Ficamos trocando olhares até uma menina de cabelo castanho bem escuro e ondulado (que eu não consegui ver o rosto pra saber se era bonita) sair puxando ele pelo braço… Ela estava segurando uma garotinha bem menor (de cabelo igualmente ondulado, só que em um tom mais claro) com a outra mão. Tinha que surgir algo pra estragar a minha paixonite de segundos. Ela o levou até o ônibus que tinha parado por ali. Ele ainda voltou para me dar um tchauzinho, só que a garota de cabelo castanho escuro puxou o menino pela camisa.

Ah… Podem ser as irmãs dele, não?… Tudo bem que nem são parecidos, mas… Não sei. Seria uma pena se eu ficasse pensando nisso sem nunca mais encontrar o garoto na vida.

–Vi tudo, hein?! –Edgar apareceu das sombras e eu quase tive um ataque cardíaco.

–Odeio quando você faz isso!

–Eu sei, por isso mesmo que eu faço. Quando sai o próximo episódio de “Me apaixonei por um fantasma”? Menina chavosa… Aquela quenga lá roubou seu boy magia? Fica triste não. Você tem boas chances contra ela. Homens não gostam de assumir filhos. Hm… –começou a me cutucar. –Quésia vai desencalhar. Parece uma daquelas novelas que acaba tudo bem, tudo bom.

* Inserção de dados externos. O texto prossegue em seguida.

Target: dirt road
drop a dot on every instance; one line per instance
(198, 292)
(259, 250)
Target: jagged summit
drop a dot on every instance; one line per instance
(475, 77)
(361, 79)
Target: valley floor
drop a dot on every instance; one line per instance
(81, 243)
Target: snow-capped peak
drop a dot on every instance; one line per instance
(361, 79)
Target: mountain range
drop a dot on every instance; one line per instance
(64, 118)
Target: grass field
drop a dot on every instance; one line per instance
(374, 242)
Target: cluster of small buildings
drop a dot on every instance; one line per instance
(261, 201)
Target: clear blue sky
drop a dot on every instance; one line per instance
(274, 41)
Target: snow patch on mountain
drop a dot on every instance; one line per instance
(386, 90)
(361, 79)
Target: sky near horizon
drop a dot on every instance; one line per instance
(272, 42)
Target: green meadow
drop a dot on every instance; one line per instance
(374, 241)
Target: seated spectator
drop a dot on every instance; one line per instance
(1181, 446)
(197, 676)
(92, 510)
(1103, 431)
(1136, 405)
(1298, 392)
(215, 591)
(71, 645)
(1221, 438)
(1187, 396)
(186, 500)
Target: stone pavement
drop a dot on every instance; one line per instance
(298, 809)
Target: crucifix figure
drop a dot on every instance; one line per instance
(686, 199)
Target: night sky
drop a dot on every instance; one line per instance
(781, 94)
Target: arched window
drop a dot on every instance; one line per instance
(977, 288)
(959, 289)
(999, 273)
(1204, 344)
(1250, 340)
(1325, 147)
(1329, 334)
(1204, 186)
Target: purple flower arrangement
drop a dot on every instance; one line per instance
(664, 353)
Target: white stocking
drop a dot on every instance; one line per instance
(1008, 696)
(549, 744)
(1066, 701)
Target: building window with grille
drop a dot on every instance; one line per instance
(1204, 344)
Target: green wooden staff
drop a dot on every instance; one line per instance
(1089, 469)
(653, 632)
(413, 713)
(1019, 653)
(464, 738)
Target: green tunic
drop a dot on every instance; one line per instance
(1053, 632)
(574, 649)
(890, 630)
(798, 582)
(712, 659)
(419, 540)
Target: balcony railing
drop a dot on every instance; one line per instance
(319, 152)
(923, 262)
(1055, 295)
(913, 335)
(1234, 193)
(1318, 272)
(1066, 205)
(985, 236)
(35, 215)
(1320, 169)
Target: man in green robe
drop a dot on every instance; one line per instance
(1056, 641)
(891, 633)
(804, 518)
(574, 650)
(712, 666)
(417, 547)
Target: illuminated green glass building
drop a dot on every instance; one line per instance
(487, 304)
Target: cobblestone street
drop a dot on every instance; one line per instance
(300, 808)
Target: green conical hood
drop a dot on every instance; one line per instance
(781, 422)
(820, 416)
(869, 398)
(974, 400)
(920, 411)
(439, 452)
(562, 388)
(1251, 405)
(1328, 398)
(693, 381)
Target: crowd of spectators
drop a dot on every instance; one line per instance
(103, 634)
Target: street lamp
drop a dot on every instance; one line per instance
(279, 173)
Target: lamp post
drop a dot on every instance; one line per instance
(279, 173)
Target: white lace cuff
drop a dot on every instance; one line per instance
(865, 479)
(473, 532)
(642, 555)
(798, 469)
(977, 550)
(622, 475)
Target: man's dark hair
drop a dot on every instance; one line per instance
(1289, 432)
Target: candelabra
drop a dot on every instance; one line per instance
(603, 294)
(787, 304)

–Ih, cala a boca, solteirão de trinta e um.

–Ain, meus sentimentos! Você sabe que eu sou bom demais pras mulheres daqui…

–Aham… Claro… Todo dia. –voltei a olhar o ponto de ônibus.

–Ei, relaxa, a garotinha não é filha dele, não. É irmã. Ele a leva pra escola.

–Eu não perguntei nada disso…

–Problema teu, eu já falei, me engula. Sabia que ele estuda na sua escola?

–Oi?

–Sim, o guri quase teve um troço de tanta felicidade por saber que você vai estudar com ele. Além disso, ele também entrega os jornais de bicicleta quando o outro garoto não pode… E eu já peguei ele te olhando quando você fica pensando na morte da bezerra lá na janela.

–Ah, tá. Como que eu não percebi?

–Sabe… Você é a Quésia.

–É mesmo, é? Olha só a “descobrida” que você “fazeu”!

–Tá querendo ir pra escola agora, não tá? –a criatura começou a rir… Parecia uma capivara tendo AVC. Apesar de eu não saber como é uma capivara tendo AVC… Mas era isso que Cortês rindo parecia. –Vocês combinam! Os dois parecem cadáveres! Ele branco daquele jeito e você com essa expressão de tábua. Se tiverem um filho, vai ser um zumbi perfeito!

–Mereço isso não… Vou voltar pra cama.

–Que cama o quê, menina?! Você tá atrasada pra escola! –ele empurrou até o banheiro.

Quando estava quase terminando de me arrumar, saí ajeitando o cabelo.

–Não temos tempo pra isso! –Edgar me levou para o carro.

–Espera. Você acha que eu iria pra escola descabelada? Já basta eu ser feia.

–Para com isso, Quésia! Você é perfeita!… Tá, é zoeira, mas não dá pra você piorar! Vamos embora! –ele me jogou no carro.

–Mas e os meus… –ele jogou vários livros soltos e uma mochila bem na minha barriga. –Ai! Infeliz! Quer me matar?!

–Tanto quanto você esperava que a resposta fosse sim. –Cortês deu a arrancada no carro.